Tensor and Pipeline Parallelism is not supported.

CPU Backend

We also support basic CPU inference for x86_64 platforms. The only supported data types are FP32 and BF16.

Requirements

Linux (or WSL on Windows)
Compiler: gcc/g++ >= 12.3.0
Instruct set: AVX2 or AVX512 (recommended)

Dockerfile

docker build -f Dockerfile.cpu -t aphrodite-cpu --shm-size=4g .
docker run -it \
  --rm \
  --network=host \
  --ipc=host \
  -p 2242:2242 \
  #--cpuset-cpus=<cpu-id-list, optional> \
  #--cpuset-mems=<memory-node, optional> \
  aphrodite-cpu

Building from Source

First, install the compiler to avoid potential issues.

sudo apt-get update
sudo apt-get install -y gcc-12 g++-12 libnuma-dev
sudo update-alternatives --install /usr/bin/gcc gcc /usr/bin/gcc-12 10 --slave /usr/bin/g++ g++ /usr/bin/g++-12

Then, install the requirements:

pip install -U pip
pip install wheel packaging ninja "setuptools>=49.4.0" numpy
pip install -v -r requirements/cpu.txt --extra-index-url http://download.pytorch.org/whl/cpu

Finally, install Aphrodite:

APHRODITE_TARGET_DEVICE=cpu python setup.py install

Intel Extension for PyTorch

You can massively boost the performance of the CPU backend by installing IPEX. Installation instructions are provided in the Dockerfile.cpu.

Performance tips

Aphrodite CPU backend uses env variable APHRODITE_CPU_KVCACHE_SPACE to specify the KV cache size in GBs.
We highly recommend using TCMalloc for high performance memory allocation and better cache locality.
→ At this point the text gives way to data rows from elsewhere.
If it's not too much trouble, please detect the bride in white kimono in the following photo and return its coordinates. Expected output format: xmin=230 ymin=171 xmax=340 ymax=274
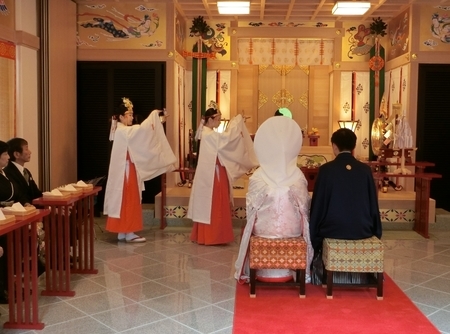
xmin=235 ymin=116 xmax=313 ymax=283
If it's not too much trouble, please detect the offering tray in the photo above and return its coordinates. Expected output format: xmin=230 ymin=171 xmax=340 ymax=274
xmin=72 ymin=184 xmax=94 ymax=192
xmin=0 ymin=215 xmax=16 ymax=225
xmin=43 ymin=193 xmax=72 ymax=200
xmin=58 ymin=188 xmax=83 ymax=196
xmin=2 ymin=206 xmax=37 ymax=217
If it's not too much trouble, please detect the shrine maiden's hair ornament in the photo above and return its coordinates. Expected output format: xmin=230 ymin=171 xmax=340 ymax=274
xmin=109 ymin=97 xmax=134 ymax=141
xmin=195 ymin=108 xmax=220 ymax=140
xmin=122 ymin=97 xmax=133 ymax=111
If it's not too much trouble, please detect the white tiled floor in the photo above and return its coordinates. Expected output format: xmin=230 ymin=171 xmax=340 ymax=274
xmin=1 ymin=223 xmax=450 ymax=334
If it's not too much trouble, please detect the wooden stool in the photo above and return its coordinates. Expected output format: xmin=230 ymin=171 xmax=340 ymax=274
xmin=249 ymin=236 xmax=307 ymax=298
xmin=322 ymin=236 xmax=384 ymax=300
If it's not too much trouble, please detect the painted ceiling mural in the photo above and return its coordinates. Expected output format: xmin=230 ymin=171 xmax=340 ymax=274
xmin=420 ymin=4 xmax=450 ymax=51
xmin=77 ymin=2 xmax=166 ymax=49
xmin=0 ymin=0 xmax=14 ymax=29
xmin=239 ymin=21 xmax=334 ymax=28
xmin=175 ymin=11 xmax=186 ymax=55
xmin=344 ymin=22 xmax=373 ymax=61
xmin=387 ymin=9 xmax=409 ymax=61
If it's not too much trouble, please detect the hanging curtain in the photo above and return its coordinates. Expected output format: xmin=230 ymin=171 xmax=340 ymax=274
xmin=341 ymin=71 xmax=370 ymax=160
xmin=206 ymin=71 xmax=217 ymax=109
xmin=238 ymin=38 xmax=334 ymax=66
xmin=399 ymin=64 xmax=409 ymax=115
xmin=353 ymin=72 xmax=370 ymax=160
xmin=389 ymin=67 xmax=402 ymax=114
xmin=387 ymin=65 xmax=409 ymax=116
xmin=204 ymin=70 xmax=231 ymax=120
xmin=0 ymin=40 xmax=15 ymax=140
xmin=218 ymin=70 xmax=231 ymax=119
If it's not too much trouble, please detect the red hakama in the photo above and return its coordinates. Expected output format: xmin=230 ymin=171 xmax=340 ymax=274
xmin=190 ymin=162 xmax=235 ymax=245
xmin=106 ymin=154 xmax=143 ymax=233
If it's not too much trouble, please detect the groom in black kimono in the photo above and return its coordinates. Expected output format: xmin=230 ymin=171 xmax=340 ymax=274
xmin=309 ymin=128 xmax=382 ymax=254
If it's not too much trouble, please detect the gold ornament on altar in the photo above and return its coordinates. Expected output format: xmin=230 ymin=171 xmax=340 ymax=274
xmin=308 ymin=127 xmax=319 ymax=136
xmin=272 ymin=89 xmax=294 ymax=108
xmin=308 ymin=127 xmax=320 ymax=146
xmin=299 ymin=91 xmax=308 ymax=109
xmin=371 ymin=117 xmax=385 ymax=156
xmin=273 ymin=65 xmax=295 ymax=76
xmin=258 ymin=65 xmax=268 ymax=74
xmin=371 ymin=94 xmax=388 ymax=156
xmin=258 ymin=90 xmax=268 ymax=109
xmin=299 ymin=65 xmax=309 ymax=75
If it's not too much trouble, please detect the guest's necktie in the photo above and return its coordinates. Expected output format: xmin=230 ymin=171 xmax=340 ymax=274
xmin=23 ymin=168 xmax=30 ymax=185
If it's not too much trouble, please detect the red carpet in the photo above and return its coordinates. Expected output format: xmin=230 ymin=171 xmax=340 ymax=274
xmin=233 ymin=275 xmax=439 ymax=334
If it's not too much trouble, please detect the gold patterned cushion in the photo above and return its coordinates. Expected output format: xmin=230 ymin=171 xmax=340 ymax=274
xmin=249 ymin=236 xmax=307 ymax=270
xmin=322 ymin=236 xmax=384 ymax=273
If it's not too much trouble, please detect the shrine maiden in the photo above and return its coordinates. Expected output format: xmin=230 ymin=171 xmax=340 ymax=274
xmin=104 ymin=98 xmax=176 ymax=242
xmin=187 ymin=108 xmax=258 ymax=245
xmin=235 ymin=116 xmax=313 ymax=283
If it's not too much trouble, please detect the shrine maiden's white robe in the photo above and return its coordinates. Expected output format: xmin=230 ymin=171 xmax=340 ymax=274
xmin=104 ymin=110 xmax=177 ymax=218
xmin=187 ymin=114 xmax=258 ymax=224
xmin=234 ymin=116 xmax=314 ymax=282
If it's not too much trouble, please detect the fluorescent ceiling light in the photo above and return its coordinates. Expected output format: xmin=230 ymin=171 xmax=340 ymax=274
xmin=332 ymin=1 xmax=370 ymax=15
xmin=217 ymin=1 xmax=250 ymax=15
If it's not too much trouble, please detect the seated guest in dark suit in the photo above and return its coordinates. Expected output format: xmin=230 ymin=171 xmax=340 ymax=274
xmin=309 ymin=128 xmax=382 ymax=283
xmin=4 ymin=138 xmax=43 ymax=204
xmin=0 ymin=140 xmax=32 ymax=303
xmin=4 ymin=138 xmax=46 ymax=285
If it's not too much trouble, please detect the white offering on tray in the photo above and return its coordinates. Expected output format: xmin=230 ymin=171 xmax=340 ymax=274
xmin=43 ymin=188 xmax=71 ymax=199
xmin=2 ymin=202 xmax=36 ymax=216
xmin=0 ymin=209 xmax=15 ymax=225
xmin=59 ymin=184 xmax=78 ymax=192
xmin=10 ymin=202 xmax=26 ymax=211
xmin=43 ymin=189 xmax=64 ymax=196
xmin=72 ymin=180 xmax=94 ymax=191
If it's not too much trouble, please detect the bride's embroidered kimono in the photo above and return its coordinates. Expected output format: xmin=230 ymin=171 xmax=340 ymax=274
xmin=235 ymin=116 xmax=313 ymax=282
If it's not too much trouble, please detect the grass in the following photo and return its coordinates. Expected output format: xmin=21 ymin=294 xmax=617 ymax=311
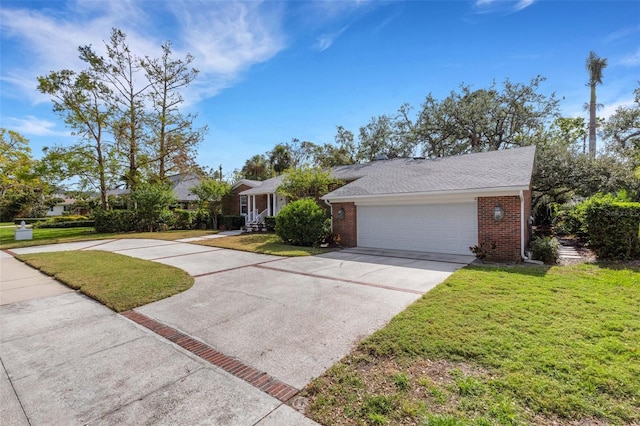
xmin=193 ymin=232 xmax=336 ymax=256
xmin=17 ymin=251 xmax=193 ymax=312
xmin=302 ymin=263 xmax=640 ymax=425
xmin=0 ymin=226 xmax=218 ymax=250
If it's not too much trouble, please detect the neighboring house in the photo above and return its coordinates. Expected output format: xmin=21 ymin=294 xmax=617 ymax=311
xmin=167 ymin=174 xmax=201 ymax=210
xmin=46 ymin=197 xmax=76 ymax=216
xmin=221 ymin=179 xmax=262 ymax=216
xmin=106 ymin=174 xmax=203 ymax=210
xmin=236 ymin=176 xmax=290 ymax=225
xmin=233 ymin=146 xmax=536 ymax=262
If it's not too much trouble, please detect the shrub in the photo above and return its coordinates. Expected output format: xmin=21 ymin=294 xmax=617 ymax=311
xmin=584 ymin=196 xmax=640 ymax=260
xmin=49 ymin=215 xmax=89 ymax=223
xmin=193 ymin=209 xmax=211 ymax=229
xmin=222 ymin=215 xmax=245 ymax=230
xmin=264 ymin=216 xmax=276 ymax=232
xmin=553 ymin=203 xmax=587 ymax=239
xmin=13 ymin=218 xmax=47 ymax=225
xmin=275 ymin=199 xmax=327 ymax=246
xmin=94 ymin=209 xmax=138 ymax=233
xmin=35 ymin=220 xmax=95 ymax=229
xmin=172 ymin=209 xmax=194 ymax=230
xmin=530 ymin=236 xmax=560 ymax=264
xmin=469 ymin=241 xmax=497 ymax=260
For example, on Ubuntu 22.04 you’d run:

sudo apt-get install libtcmalloc-minimal4
sudo find / -name *libtcmalloc*
export LD_PRELOAD=/usr/lib/x86_64-linux-gpu/libtcmalloc_minimal.so.4:$LD_PRELOAD

The CPU backend uses OpenMP for thread-parallel computation. If you want the best performance on CPU, it’ll be very critical to isolate CPU cores for OpenMP threads with other thread pools (like web-service event-loop), to avoid CPU oversubscription.
If using Aphrodite CPU backend on bare-metal, it’s recommended to disable hyper-threading.
If using Aphrodite CPU backend on a multi-socket machine with NUMA, make sure to set CPU cores and memory nodes, to avoid remote memory node access. numactl is a useful tool for this.